Anti-Money Laundering vs KYC

Anti-Money Laundering (AML) and Know Your Customer (KYC) are interconnected regulations, but are discrete processes. AML refers to the broad set of laws, regulations, and procedures that are designed to detect, prevent, and report on activities that potentially involve money laundering. KYC is an essential component of AML. KYC specifically involves verifying and validating customer identities to ensure that they are who they claim to be, in order to mitigate identity-specific risks associated with money laundering and fraud (e.g., the use of stolen or synthetic identities to open accounts and use them for money laundering purposes).

Use case / examples for account takeover:

Customer Onboarding: Performing Know Your Customer (KYC) processes during onboarding in order to accurately verify the customer's identity and ensure the financial institution stays in compliance with Anti-Money Laundering (AML) regulations. For banks, can include using document validation and biometrics tools for identity verification. For fintech platforms, this often means automating electronic Know Your Customer (eKYC) processes. 

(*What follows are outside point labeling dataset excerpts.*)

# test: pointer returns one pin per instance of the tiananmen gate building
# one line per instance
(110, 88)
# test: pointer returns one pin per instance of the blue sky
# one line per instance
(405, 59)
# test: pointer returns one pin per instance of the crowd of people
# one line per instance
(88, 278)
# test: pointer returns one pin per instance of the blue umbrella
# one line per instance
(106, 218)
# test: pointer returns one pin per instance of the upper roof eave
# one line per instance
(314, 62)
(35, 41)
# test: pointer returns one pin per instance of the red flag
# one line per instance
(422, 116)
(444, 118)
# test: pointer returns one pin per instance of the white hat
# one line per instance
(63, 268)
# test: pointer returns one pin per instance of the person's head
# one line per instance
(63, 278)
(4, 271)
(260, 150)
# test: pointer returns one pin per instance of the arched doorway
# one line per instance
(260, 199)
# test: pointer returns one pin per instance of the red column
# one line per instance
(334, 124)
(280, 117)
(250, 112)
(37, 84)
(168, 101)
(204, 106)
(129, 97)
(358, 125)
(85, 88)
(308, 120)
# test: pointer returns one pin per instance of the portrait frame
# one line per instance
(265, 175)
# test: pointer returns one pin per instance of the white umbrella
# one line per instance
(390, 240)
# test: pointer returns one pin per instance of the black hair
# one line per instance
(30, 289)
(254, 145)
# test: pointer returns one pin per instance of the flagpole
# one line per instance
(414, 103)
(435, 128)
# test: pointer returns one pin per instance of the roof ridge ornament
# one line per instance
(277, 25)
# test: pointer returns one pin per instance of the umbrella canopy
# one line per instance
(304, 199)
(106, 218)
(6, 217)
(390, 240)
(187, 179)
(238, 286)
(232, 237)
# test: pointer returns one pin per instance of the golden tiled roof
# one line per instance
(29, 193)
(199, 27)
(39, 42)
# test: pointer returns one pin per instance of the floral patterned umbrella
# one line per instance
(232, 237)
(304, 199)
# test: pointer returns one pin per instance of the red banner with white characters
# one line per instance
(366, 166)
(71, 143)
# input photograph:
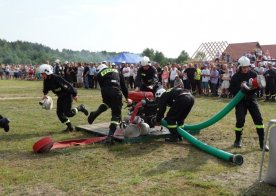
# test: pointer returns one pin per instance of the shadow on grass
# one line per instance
(260, 188)
(191, 162)
(23, 136)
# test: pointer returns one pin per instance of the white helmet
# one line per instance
(145, 61)
(132, 131)
(244, 61)
(144, 128)
(45, 68)
(46, 103)
(101, 67)
(159, 92)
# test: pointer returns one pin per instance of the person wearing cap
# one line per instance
(4, 123)
(146, 79)
(58, 68)
(112, 86)
(270, 78)
(248, 103)
(180, 102)
(65, 93)
(126, 73)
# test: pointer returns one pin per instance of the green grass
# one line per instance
(150, 168)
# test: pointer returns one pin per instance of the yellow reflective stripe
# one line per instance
(105, 105)
(115, 122)
(66, 121)
(172, 126)
(238, 129)
(259, 126)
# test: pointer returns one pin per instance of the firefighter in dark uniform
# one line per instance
(180, 102)
(270, 78)
(147, 77)
(112, 86)
(65, 93)
(249, 103)
(4, 123)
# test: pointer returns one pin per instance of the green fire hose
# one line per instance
(217, 116)
(226, 156)
(195, 128)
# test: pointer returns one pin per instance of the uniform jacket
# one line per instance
(58, 86)
(147, 77)
(167, 99)
(112, 78)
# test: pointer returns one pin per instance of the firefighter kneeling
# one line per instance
(180, 102)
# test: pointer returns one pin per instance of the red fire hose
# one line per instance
(46, 144)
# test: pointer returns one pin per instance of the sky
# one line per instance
(167, 26)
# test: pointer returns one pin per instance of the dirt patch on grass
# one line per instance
(40, 189)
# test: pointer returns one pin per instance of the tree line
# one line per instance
(22, 52)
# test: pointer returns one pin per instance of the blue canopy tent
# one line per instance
(125, 56)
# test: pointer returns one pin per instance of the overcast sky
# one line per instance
(133, 25)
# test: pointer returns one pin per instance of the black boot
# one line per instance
(4, 123)
(238, 142)
(69, 128)
(81, 108)
(173, 137)
(110, 140)
(95, 114)
(260, 133)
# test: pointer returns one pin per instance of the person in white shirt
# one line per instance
(205, 78)
(126, 73)
(131, 76)
(173, 73)
(80, 75)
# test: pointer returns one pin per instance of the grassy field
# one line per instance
(151, 168)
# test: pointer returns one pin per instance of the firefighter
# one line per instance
(65, 92)
(248, 103)
(270, 77)
(4, 123)
(180, 102)
(147, 78)
(112, 87)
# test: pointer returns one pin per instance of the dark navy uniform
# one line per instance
(270, 89)
(249, 103)
(147, 78)
(112, 86)
(180, 102)
(65, 93)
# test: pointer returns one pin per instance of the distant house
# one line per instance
(271, 49)
(236, 50)
(225, 52)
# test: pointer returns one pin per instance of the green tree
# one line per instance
(183, 57)
(200, 56)
(149, 53)
(159, 57)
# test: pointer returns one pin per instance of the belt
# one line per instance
(184, 94)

Risk Assessment: Using KYC data in order to identify customers or transactions that are high-risk, enabling more targeted AML monitoring and/or the use of specific compliance measures with these accounts or transactions. 

Fraud Prevention: Implementing KYC procedures that are robust and ensure accurate identity verification, reducing the risk of fraudulent activity associated with money laundering. 

Regulatory Reporting: Utilizing KYC documentation to facilitate the efficient provision of AML compliance reporting to regulators, ensuring both legal compliance and transparency.